Traffic Refinery aims to provide an intuitive platform to evaluate the system cost effects of network data representations. We have initially included the capacity for profiling three metrics: state, processing, and storage. We choose these metrics as they directly affect the ability of a measurement system to collect features from network traffic, a fundamental prerequisite for all learning pipelines.
Many additional cost metrics could be useful for a given environment (e.g., model training time, energy cost of training, model size, etc.). Users are encouraged to extend
Traffic Refinery profiling functionality for their specific use case.
We use Go’s built-in benchmarking features and implement dedicated tools to profile the different costs intrinsic to the collection process. At data representation design time, users employ the profiling method to quickly iterate through the collection of different features in isolation and provide a fair comparison for the three cost metrics. The relevant profiling code is located in the cmd directory.
Traffic Refinery supports two modes for profiling feature costs:
- Profiling from live traffic: in this setting the system captures traffic from a network interface and collects statistics for a configurable time interval.
- Profiling using offline traffic traces: in this setting profiling runs over recorded traffic traces (e.g., pcaps), which enables fine-grained inspection of specific traffic events (e.g., a single video streaming session) as well as repeatability and reproducibility of results.

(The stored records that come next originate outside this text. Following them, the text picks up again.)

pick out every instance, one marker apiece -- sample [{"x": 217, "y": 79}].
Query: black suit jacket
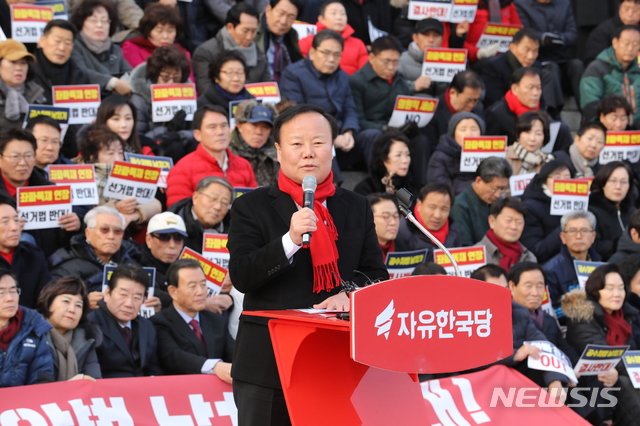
[
  {"x": 115, "y": 358},
  {"x": 260, "y": 269},
  {"x": 179, "y": 349}
]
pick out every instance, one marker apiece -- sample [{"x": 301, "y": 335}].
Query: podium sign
[{"x": 394, "y": 321}]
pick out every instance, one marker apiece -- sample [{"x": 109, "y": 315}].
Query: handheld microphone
[{"x": 309, "y": 185}]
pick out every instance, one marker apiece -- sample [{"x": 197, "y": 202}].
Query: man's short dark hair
[
  {"x": 173, "y": 273},
  {"x": 42, "y": 119},
  {"x": 465, "y": 79},
  {"x": 198, "y": 116},
  {"x": 60, "y": 23},
  {"x": 511, "y": 202},
  {"x": 386, "y": 43},
  {"x": 494, "y": 167},
  {"x": 290, "y": 113},
  {"x": 131, "y": 272},
  {"x": 488, "y": 270},
  {"x": 520, "y": 268},
  {"x": 16, "y": 134},
  {"x": 520, "y": 73},
  {"x": 529, "y": 33},
  {"x": 233, "y": 15}
]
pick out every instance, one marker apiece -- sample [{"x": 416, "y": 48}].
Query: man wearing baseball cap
[
  {"x": 164, "y": 242},
  {"x": 17, "y": 87},
  {"x": 251, "y": 140}
]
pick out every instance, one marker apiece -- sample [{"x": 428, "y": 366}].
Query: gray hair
[
  {"x": 578, "y": 214},
  {"x": 90, "y": 218},
  {"x": 494, "y": 167},
  {"x": 206, "y": 181}
]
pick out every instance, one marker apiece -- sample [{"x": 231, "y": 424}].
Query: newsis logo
[{"x": 384, "y": 320}]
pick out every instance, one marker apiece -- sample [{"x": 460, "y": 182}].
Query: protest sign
[
  {"x": 82, "y": 180},
  {"x": 42, "y": 206},
  {"x": 82, "y": 100},
  {"x": 167, "y": 99},
  {"x": 412, "y": 108}
]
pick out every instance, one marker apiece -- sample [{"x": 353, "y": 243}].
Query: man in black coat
[
  {"x": 269, "y": 265},
  {"x": 192, "y": 340},
  {"x": 129, "y": 348}
]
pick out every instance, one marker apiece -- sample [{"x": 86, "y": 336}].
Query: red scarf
[
  {"x": 510, "y": 252},
  {"x": 324, "y": 253},
  {"x": 619, "y": 328},
  {"x": 515, "y": 106},
  {"x": 7, "y": 334},
  {"x": 441, "y": 234}
]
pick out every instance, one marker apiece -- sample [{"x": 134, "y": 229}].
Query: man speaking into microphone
[{"x": 269, "y": 264}]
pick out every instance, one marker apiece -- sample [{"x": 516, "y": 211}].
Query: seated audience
[
  {"x": 212, "y": 157},
  {"x": 611, "y": 200},
  {"x": 471, "y": 207},
  {"x": 228, "y": 75},
  {"x": 206, "y": 210},
  {"x": 18, "y": 87},
  {"x": 583, "y": 155},
  {"x": 93, "y": 49},
  {"x": 599, "y": 315},
  {"x": 386, "y": 219},
  {"x": 390, "y": 163},
  {"x": 238, "y": 34},
  {"x": 129, "y": 347},
  {"x": 333, "y": 16},
  {"x": 73, "y": 339},
  {"x": 577, "y": 235},
  {"x": 192, "y": 340},
  {"x": 506, "y": 222},
  {"x": 541, "y": 229},
  {"x": 531, "y": 134},
  {"x": 251, "y": 139},
  {"x": 615, "y": 71},
  {"x": 26, "y": 359},
  {"x": 444, "y": 165},
  {"x": 432, "y": 211}
]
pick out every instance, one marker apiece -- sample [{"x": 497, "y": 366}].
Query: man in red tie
[{"x": 192, "y": 340}]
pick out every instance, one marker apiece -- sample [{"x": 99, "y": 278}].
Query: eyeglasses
[
  {"x": 10, "y": 291},
  {"x": 572, "y": 232},
  {"x": 165, "y": 238},
  {"x": 29, "y": 157},
  {"x": 118, "y": 232}
]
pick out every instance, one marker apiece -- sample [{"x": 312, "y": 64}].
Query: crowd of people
[{"x": 338, "y": 88}]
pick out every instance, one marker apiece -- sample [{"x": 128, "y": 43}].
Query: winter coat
[
  {"x": 303, "y": 83},
  {"x": 555, "y": 17},
  {"x": 605, "y": 76},
  {"x": 611, "y": 224},
  {"x": 207, "y": 53},
  {"x": 541, "y": 232},
  {"x": 561, "y": 276},
  {"x": 354, "y": 54},
  {"x": 471, "y": 215},
  {"x": 80, "y": 261},
  {"x": 264, "y": 161},
  {"x": 411, "y": 238},
  {"x": 27, "y": 360},
  {"x": 626, "y": 247},
  {"x": 444, "y": 166},
  {"x": 100, "y": 67},
  {"x": 509, "y": 16},
  {"x": 86, "y": 338},
  {"x": 374, "y": 97},
  {"x": 34, "y": 94},
  {"x": 184, "y": 176},
  {"x": 600, "y": 38}
]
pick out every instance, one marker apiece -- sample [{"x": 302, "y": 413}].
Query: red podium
[{"x": 355, "y": 373}]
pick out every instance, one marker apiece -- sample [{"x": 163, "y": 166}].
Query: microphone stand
[{"x": 404, "y": 203}]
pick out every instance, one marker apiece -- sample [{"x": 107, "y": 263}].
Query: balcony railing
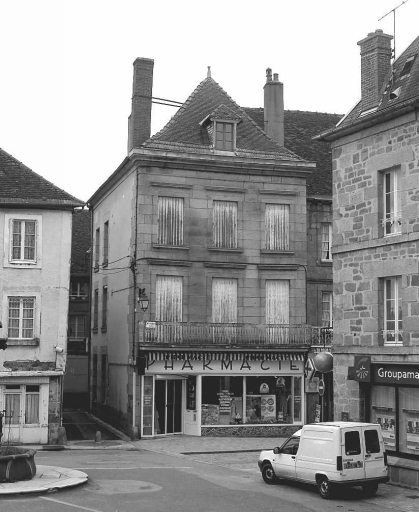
[{"x": 193, "y": 333}]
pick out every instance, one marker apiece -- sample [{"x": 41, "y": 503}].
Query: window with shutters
[
  {"x": 170, "y": 221},
  {"x": 21, "y": 324},
  {"x": 327, "y": 308},
  {"x": 169, "y": 307},
  {"x": 326, "y": 248},
  {"x": 277, "y": 227},
  {"x": 225, "y": 224},
  {"x": 22, "y": 240},
  {"x": 277, "y": 310},
  {"x": 392, "y": 311}
]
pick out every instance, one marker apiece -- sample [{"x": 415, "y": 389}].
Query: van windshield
[
  {"x": 372, "y": 443},
  {"x": 352, "y": 443}
]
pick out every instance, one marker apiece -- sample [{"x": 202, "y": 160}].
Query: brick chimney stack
[
  {"x": 274, "y": 107},
  {"x": 376, "y": 56},
  {"x": 139, "y": 122}
]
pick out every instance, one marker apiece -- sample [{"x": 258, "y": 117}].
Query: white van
[{"x": 330, "y": 454}]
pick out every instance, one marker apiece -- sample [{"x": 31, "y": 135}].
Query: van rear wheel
[
  {"x": 370, "y": 488},
  {"x": 324, "y": 487},
  {"x": 268, "y": 474}
]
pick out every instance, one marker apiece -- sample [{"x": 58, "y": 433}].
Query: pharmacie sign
[
  {"x": 396, "y": 374},
  {"x": 243, "y": 366}
]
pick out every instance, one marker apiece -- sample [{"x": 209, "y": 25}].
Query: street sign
[{"x": 321, "y": 387}]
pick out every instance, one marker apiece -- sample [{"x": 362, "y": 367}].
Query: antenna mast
[{"x": 394, "y": 26}]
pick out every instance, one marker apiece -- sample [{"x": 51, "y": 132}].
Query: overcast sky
[{"x": 66, "y": 67}]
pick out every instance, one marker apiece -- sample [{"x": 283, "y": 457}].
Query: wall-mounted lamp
[{"x": 143, "y": 299}]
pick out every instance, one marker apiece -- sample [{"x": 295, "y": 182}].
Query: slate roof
[
  {"x": 299, "y": 130},
  {"x": 185, "y": 133},
  {"x": 408, "y": 93},
  {"x": 21, "y": 186},
  {"x": 81, "y": 242}
]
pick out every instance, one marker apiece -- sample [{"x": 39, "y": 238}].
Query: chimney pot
[
  {"x": 274, "y": 107},
  {"x": 376, "y": 56},
  {"x": 139, "y": 122}
]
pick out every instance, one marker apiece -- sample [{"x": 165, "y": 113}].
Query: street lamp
[{"x": 143, "y": 299}]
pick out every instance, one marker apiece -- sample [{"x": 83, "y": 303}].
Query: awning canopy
[{"x": 180, "y": 355}]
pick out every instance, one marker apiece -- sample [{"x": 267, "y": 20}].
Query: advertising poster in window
[
  {"x": 412, "y": 433},
  {"x": 387, "y": 424}
]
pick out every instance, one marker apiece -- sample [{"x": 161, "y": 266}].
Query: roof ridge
[{"x": 21, "y": 164}]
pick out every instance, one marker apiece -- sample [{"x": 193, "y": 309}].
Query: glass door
[{"x": 168, "y": 406}]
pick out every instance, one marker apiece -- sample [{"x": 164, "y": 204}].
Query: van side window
[
  {"x": 352, "y": 443},
  {"x": 291, "y": 448},
  {"x": 372, "y": 443}
]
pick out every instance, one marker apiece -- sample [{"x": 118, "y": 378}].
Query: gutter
[{"x": 368, "y": 121}]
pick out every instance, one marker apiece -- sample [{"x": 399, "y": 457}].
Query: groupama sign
[{"x": 396, "y": 374}]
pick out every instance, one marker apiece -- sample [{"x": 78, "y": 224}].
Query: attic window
[
  {"x": 407, "y": 66},
  {"x": 224, "y": 136}
]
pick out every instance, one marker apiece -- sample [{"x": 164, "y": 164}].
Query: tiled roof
[
  {"x": 81, "y": 242},
  {"x": 299, "y": 128},
  {"x": 20, "y": 185},
  {"x": 184, "y": 132},
  {"x": 408, "y": 92}
]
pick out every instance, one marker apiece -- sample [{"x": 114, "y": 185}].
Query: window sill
[
  {"x": 171, "y": 247},
  {"x": 274, "y": 252},
  {"x": 22, "y": 343},
  {"x": 221, "y": 249}
]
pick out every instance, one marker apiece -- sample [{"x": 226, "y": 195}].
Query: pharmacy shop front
[{"x": 222, "y": 393}]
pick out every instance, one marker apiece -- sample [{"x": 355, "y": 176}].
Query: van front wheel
[
  {"x": 324, "y": 487},
  {"x": 268, "y": 474},
  {"x": 370, "y": 488}
]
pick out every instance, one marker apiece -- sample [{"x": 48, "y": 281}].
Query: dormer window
[
  {"x": 221, "y": 126},
  {"x": 407, "y": 66},
  {"x": 224, "y": 136}
]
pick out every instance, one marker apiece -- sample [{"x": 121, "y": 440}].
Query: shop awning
[{"x": 180, "y": 355}]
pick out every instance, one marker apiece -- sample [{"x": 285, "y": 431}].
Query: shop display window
[
  {"x": 409, "y": 420},
  {"x": 383, "y": 411},
  {"x": 222, "y": 400}
]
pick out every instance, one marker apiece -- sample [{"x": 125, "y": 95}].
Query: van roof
[{"x": 341, "y": 424}]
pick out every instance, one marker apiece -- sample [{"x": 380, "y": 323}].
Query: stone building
[
  {"x": 76, "y": 384},
  {"x": 35, "y": 234},
  {"x": 208, "y": 219},
  {"x": 376, "y": 252}
]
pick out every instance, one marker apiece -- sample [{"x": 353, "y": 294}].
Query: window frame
[
  {"x": 219, "y": 224},
  {"x": 326, "y": 238},
  {"x": 9, "y": 261},
  {"x": 20, "y": 328},
  {"x": 392, "y": 284}
]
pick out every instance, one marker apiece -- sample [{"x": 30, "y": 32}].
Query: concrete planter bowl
[{"x": 16, "y": 464}]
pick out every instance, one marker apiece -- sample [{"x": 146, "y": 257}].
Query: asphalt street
[{"x": 131, "y": 480}]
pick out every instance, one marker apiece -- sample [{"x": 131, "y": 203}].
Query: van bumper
[{"x": 352, "y": 483}]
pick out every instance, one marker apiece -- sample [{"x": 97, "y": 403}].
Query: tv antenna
[{"x": 394, "y": 25}]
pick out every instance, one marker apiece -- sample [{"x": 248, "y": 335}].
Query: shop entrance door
[{"x": 168, "y": 406}]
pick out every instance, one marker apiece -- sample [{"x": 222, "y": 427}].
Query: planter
[{"x": 16, "y": 464}]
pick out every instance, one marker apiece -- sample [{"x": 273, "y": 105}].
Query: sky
[{"x": 66, "y": 67}]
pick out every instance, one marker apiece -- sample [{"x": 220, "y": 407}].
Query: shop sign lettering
[
  {"x": 207, "y": 366},
  {"x": 401, "y": 374}
]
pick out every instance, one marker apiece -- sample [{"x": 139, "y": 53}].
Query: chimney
[
  {"x": 375, "y": 66},
  {"x": 274, "y": 107},
  {"x": 139, "y": 122}
]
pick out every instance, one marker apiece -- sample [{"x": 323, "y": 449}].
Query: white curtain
[
  {"x": 277, "y": 227},
  {"x": 277, "y": 301},
  {"x": 224, "y": 300},
  {"x": 225, "y": 224},
  {"x": 170, "y": 221},
  {"x": 169, "y": 298}
]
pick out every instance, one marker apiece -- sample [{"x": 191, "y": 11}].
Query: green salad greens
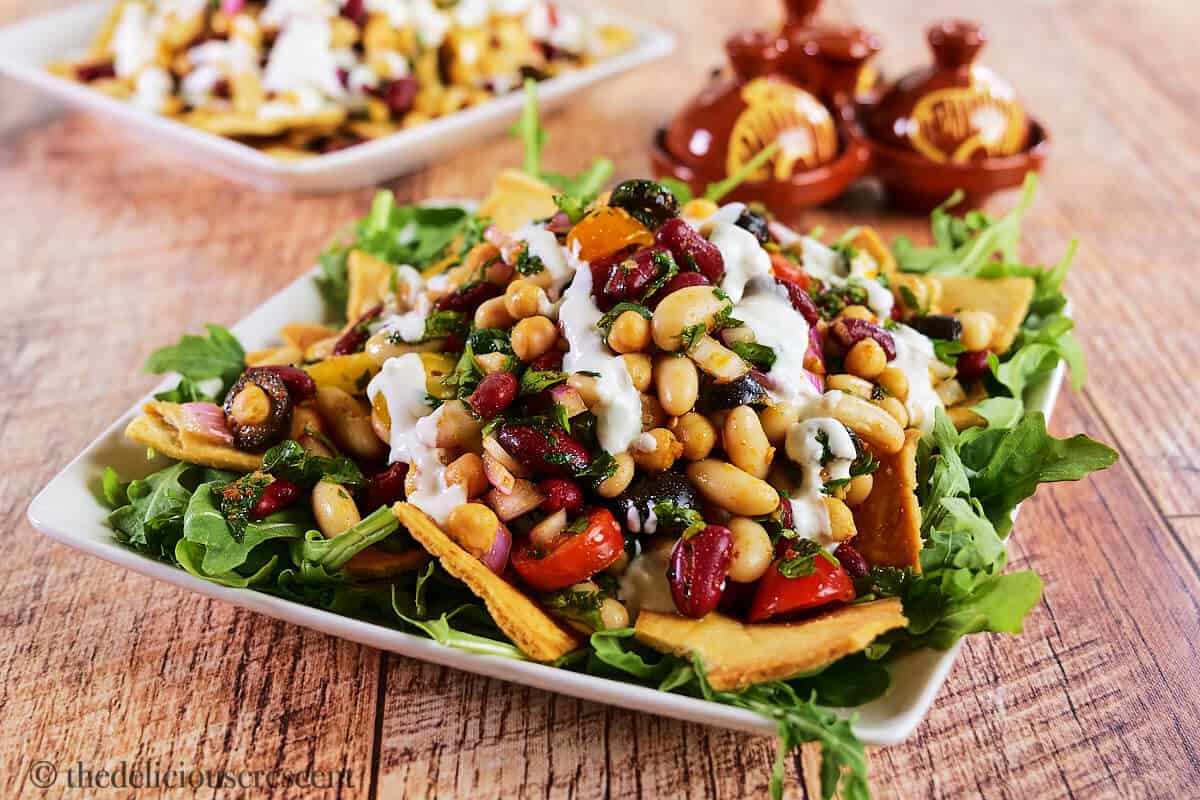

To select the sets of user-defined features to profile, the profiling tool takes as input the same system configuration file used when running the system normally. Upon execution, the system creates a dedicated measurement pipeline that collects statistics over time.
We aim to collect the amount of in-use memory over time for each feature class independently. To achieve this, we use Go’s
pprof profiling tool. Using this tool, the system can output at a desired instant a snapshot of the entire in-use memory of the system. We extract from this snapshot the amount of memory that has been allocated by each service class at the end of each collection cycle, i.e., the time the aggregation and storage module gathers the data from the cache, which corresponds to peak memory usage for each interval.
To evaluate the CPU usage for each feature class, we monitor the amount of time required to extract the feature information from each packet, leaving out any operation that shares costs across all possible classes, such as processing the packet headers or reading/writing into the cache. To do so, we build a dedicated time execution monitoring function that tracks the execution of each
AddPacket function call in isolation, collecting running statistics (i.e., mean, median, minimum, and maximum) over time. This method is similar in spirit to Go’s built-in benchmarking feature but allows for using raw packets captured from the network for evaluation over longer periods of time.
Storage costs can be compared by observing the size of the output generated over time during the collection process. The current version of the system stores this file in JSON format (and can support binary JSON output) without implementing any optimization on the representation of the extracted information.